Electricity Minister Kgosientsho Ramokgopa said there have recently been incidences at Eskom that require further investigation and did not rule out sabotage as a reason for higher load-shedding stages.
Ramokgopa told eNCA that, despite incidences of sabotage, most Eskom employees are not corrupt. “The great majority of the people at Eskom are honest, professional, competent, and patriotic,” he said.
“But we accept that in an organisation the size of Eskom, there will be those elements whose intention is to reverse the hard-earned gains of the democratic project out of malfeasance, personal gains, or whatever their agenda is.”
However, he said most of Eskom’s employees are committed to resolving the country’s energy crisis.
“Yes, there are one or two encounters that suggest that we need to investigate further”, he said, adding that this is not his domain and will be undertaken by Eskom’s management.

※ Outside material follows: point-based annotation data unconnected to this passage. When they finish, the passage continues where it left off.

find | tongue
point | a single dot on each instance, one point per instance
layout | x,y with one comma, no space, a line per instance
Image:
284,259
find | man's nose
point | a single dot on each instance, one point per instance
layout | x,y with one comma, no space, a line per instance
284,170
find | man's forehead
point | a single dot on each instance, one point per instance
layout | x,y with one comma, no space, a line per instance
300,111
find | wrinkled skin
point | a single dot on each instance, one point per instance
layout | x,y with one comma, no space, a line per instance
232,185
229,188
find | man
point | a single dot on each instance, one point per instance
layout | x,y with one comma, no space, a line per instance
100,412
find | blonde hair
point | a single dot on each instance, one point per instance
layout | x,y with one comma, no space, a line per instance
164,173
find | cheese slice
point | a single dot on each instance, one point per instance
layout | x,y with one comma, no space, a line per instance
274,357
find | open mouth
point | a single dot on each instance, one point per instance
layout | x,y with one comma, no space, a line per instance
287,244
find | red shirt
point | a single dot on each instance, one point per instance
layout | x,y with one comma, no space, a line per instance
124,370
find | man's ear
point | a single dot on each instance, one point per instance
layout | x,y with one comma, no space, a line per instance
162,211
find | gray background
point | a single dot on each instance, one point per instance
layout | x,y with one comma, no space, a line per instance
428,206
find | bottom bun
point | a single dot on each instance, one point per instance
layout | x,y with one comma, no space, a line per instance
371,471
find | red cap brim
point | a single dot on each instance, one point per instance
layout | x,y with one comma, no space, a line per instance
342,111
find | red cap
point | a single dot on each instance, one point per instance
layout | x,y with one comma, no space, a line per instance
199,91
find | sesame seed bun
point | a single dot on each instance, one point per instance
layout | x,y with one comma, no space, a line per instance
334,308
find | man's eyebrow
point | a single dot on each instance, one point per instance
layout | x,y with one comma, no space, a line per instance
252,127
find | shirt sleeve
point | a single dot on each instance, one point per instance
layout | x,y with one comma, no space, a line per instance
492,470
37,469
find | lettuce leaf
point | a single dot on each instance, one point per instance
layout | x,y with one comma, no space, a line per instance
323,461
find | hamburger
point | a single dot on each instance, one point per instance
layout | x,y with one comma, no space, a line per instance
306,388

When asked to clarify whether the stage 5 and 6 load-shedding the country is currently experiencing had nothing to do with sabotage, the minister said, “I did not make an absolute statement”.
“I have stated to you what we know, and I just said that there is one of two incidences that require further investigation,” he said.
Ramokgopa refused to elaborate on the incidents and the power stations where they took place, saying, “We think there is something they need to be answering for”.
The minister’s comment comes after recent allegations that increased load-shedding, which hit stage 6 last week, is caused by sabotage and is a manufactured problem.
On 10 February, Eskom announced that it had implemented Stage 6 load-shedding until further notice.
“Despite returning two generating units to service over the last 24 hours, two generating units were also taken offline,” Eskom said.
“This, combined with the need to replenish the pumped storage dams, necessitated the implementation of stage 6 load shedding from midnight until further notice.”
The escalation to stage 6 load-shedding came shortly after President Cyril Ramaphosa told the nation the worst days of load-shedding were behind us in his 2024 State of the Nation address.
“We are on track to resolve the most important constraints on economic growth by stabilising our energy supply and fixing our logistics system,” he said.
“We set out a clear plan to end load-shedding, which we have been implementing with a single-minded focus through the National Energy Crisis Committee.”
He added that they have delivered on their commitments to bring substantial new power to the grid through private investment. “It is already helping to reduce load-shedding,” he said.
“Through all these actions, we are confident that the worst is behind us, and the end of load-shedding is finally within reach.”
However, within hours of Ramaphosa’s speech, Eskom increased load-shedding to stage 4 after taking down two generating units for repairs.
Many South Africans were already angry about Ramaphosa singing the government’s praises despite the country falling apart. The increased load-shedding aggravated their anger.
Ramaphosa and the ANC looked like fools, with many commentators pointing to the President living in an alternative reality to ordinary South Africans.
ANC Secretary General Fikile Mbalula responded that stage 6 load-shedding was clear sabotage. He called for extra security measures to prevent it from happening again.
In June last year, Ramokgopa said sabotage at Eskom was of grave concern and catastrophic proportions, with highly organised attempts to undermine the country’s electricity supply.
The minister said addressing sabotage at Eskom is a priority as it will negate any improvements in the utility’s energy availability factor and additional generation capacity.
“We are placing significant amounts of effort in ensuring that we protect these assets and defend the gains we have made,” Ramokgopa said.